Alexander v. Texoma Wholesale Jewelers

307 S.W.2d 631 | Tex. App. | 1957

307 S.W.2d 631 (1957)

Victor ALEXANDER, d/b/a Alexander Jewelry Co., Plaintiff in Error,
v.
TEXOMA WHOLESALE JEWELERS, Defendant in Error.

No. 6154.

Court of Civil Appeals of Texas, Beaumont.

November 21, 1957.
Rehearing Denied December 11, 1957.

*632 George T. Thomas, Big Spring, for appellant.

Witts, Geary, Hamilton & Brice, Dallas, for appellee.

ANDERSON, Justice.

For convenience, the plaintiff in error, Victor Alexander, d/b/a Alexander Jewelry Co., will be referred to as appellant, and the defendant in error, Texoma Wholesale Jewelers, will be referred to as appellee. The parties will also be referred to in accordance with their respective designations in the trial court; i. e., Texoma Wholesale Jewelers will be referred to as plaintiff, and Alexander will be referred to as defendant.

Plaintiff sued for $1,601.82 alleged to be due it by defendant for goods, wares and merchandise it alleged it had sold and delivered to defendant. It also sued for attorney fees in the amount of $1,000, basing this phase of the suit on Article 2226, Vernon's Annotated Civil Statutes. Defendant, though duly served with process, neither answered nor appeared; and on February 12, 1957, judgment was rendered against him and in favor of plaintiff for the sum of $2,601.82, the same to bear interest from the date of the judgment at the rate of six per cent per annum. Writ of error was sued out by the defendant to the Court of Civil Appeals at Dallas, and the case has since been transferred to this court by the Supreme Court.

By his first point of error appellant challenges the sufficiency of appellee's pleadings to support the judgment. The petition, in form a petition on open account, failed to name any item of property that had been sold and delivered by plaintiff to defendant or the date of any sale. It referred for this information to an exhibit which was attached to it and made a part of it by reference and which was represented as being a verified and itemized account, but the exhibit was not filled in as it should have been; it contained only the following information: "Balance due to date * * * $1,601.82."

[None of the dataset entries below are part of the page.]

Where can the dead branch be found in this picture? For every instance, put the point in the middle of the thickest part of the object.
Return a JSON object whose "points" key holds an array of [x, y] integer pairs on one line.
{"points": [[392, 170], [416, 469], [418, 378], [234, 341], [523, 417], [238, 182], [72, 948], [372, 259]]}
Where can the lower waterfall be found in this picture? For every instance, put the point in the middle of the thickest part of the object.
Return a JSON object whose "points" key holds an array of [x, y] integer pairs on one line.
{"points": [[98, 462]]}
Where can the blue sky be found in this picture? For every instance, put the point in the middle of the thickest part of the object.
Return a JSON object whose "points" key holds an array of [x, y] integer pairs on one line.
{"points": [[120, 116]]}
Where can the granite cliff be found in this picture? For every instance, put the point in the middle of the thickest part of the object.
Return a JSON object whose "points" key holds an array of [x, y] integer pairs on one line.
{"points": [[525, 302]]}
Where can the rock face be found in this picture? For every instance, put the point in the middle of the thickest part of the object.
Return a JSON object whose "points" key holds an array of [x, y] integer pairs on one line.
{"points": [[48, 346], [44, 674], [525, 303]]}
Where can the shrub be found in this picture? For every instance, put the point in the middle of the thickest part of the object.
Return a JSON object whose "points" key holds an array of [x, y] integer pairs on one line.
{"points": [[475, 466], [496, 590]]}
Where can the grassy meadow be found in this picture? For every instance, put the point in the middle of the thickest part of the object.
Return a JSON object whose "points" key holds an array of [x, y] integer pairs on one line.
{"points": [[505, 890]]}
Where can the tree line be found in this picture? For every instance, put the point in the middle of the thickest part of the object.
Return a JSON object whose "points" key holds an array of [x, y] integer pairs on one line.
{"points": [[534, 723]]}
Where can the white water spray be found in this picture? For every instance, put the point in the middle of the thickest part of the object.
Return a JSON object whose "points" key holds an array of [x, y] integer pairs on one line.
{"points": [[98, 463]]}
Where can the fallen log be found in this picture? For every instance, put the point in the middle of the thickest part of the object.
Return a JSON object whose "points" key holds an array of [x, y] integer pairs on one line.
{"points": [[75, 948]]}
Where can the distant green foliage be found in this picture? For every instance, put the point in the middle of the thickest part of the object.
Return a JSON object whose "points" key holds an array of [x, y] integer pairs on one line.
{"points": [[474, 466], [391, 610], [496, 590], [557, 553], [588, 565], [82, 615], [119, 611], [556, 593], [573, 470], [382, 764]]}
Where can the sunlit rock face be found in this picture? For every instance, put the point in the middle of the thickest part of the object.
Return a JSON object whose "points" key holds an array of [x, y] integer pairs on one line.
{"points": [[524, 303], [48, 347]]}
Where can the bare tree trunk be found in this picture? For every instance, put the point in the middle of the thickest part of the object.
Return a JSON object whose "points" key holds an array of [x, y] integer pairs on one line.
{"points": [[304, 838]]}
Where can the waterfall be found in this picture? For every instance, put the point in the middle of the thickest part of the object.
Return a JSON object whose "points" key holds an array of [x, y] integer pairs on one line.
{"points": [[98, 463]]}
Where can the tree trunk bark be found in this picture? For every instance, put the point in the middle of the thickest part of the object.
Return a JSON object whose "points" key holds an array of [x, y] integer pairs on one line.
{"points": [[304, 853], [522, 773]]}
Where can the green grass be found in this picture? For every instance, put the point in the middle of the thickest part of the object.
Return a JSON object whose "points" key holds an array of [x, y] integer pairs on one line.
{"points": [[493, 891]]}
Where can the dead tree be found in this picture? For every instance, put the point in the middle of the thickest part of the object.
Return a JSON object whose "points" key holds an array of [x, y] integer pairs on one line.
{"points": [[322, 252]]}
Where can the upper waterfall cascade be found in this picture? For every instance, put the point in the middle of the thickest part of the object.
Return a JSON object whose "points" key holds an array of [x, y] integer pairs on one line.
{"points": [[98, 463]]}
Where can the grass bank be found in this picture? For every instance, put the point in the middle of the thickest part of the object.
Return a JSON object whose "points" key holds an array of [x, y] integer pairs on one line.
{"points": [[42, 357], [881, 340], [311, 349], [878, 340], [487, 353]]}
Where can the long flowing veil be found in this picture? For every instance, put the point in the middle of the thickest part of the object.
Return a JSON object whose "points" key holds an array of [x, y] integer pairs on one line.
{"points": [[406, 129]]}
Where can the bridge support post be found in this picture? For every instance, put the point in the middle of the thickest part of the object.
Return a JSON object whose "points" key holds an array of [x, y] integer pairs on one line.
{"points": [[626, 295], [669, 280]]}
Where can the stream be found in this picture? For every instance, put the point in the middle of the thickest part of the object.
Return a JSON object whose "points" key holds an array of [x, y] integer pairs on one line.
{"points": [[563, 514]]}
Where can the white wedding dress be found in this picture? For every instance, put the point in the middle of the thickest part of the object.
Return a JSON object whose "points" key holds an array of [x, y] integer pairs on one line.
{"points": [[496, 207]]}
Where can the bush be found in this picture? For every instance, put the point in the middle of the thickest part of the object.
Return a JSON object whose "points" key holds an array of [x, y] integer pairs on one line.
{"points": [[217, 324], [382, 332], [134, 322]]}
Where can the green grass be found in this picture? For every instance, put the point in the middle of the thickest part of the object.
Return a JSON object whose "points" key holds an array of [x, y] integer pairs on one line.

*633 The petition was undoubtedly defective in failing to specify the items of goods, wares or merchandise sold and delivered and the dates of the sales but we think it was not fatally defective. It charged in general terms that plaintiff was suing for $1,601.82 as the balance due on goods, wares and merchandise sold and delivered by plaintiff to defendant, and we think this was sufficient to support the judgment. Point one is accordingly overruled.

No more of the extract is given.